Fig. 33 shows a bell crank fastened to its shaft by means of a set screw, the same general features being noted in this as in the preceding figure. A further point is the method of expressing the distance between the faces of the principal hub and the smaller hub, "10" less 1/64" ". This method of stating a dimension is quite common among certain manufacturers, as it saves giving odd dimensions and conveys more quickly to the workman's mind what the dimension is. The other method of stating this would be "9 63/64"", which is obviously a somewhat cumbersome and odd dimension; it is easier for the machinist to read 10" on his scale and finish the distance 1/64" less, than it is to use the actual figure. This point is an instance in which the instructions furnished by the drawing to the workman are simplified for his benefit.
Fig. 33. Method of Showing Dimensions on Detail Drawing.
Another point worth noting in this figure is that circles are dimensioned by giving the diameters in preference to the radii; this is for the benefit of the pattern maker and the machinist, who always use calipers for measuring these parts. When the radii are given, the workman is forced to multiply the radius by two in order to secure the dimension for his calipers; and it is always better to remove the chance of error on the part of the workman in the shop when making mathematical calculations.
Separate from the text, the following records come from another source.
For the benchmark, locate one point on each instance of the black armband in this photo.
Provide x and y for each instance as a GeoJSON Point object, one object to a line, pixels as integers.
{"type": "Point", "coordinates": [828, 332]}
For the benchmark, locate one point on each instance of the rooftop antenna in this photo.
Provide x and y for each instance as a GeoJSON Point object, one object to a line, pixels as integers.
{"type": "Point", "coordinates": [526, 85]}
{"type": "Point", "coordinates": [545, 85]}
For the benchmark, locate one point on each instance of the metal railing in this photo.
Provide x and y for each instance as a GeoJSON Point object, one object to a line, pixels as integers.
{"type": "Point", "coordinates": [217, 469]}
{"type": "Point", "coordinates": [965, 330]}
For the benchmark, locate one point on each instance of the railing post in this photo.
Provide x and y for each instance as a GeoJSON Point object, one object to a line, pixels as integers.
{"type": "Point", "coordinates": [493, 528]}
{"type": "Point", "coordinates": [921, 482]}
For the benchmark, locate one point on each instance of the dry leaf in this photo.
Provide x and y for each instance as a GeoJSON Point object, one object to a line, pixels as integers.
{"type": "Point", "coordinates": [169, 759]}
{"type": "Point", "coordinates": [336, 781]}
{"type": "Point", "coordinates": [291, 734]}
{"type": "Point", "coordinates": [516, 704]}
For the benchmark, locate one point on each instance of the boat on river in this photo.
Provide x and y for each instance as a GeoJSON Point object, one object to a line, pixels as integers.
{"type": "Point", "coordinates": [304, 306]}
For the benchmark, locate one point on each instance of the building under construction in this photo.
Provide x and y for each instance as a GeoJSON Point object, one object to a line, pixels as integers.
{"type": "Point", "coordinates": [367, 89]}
A detailed drawing should be so completely dimensioned that there will be no occasion for the workman to make any calculations himself; for, even if he is competent to do it, the responsibility for the correctness of the figures should be on the draftsman. In practically all shops the workmen are not allowed to scale the drawings in case dimensions are lacking, but are required to go to the drafting room and have further dimensions put on as required. A good detail drawing should require no such additions.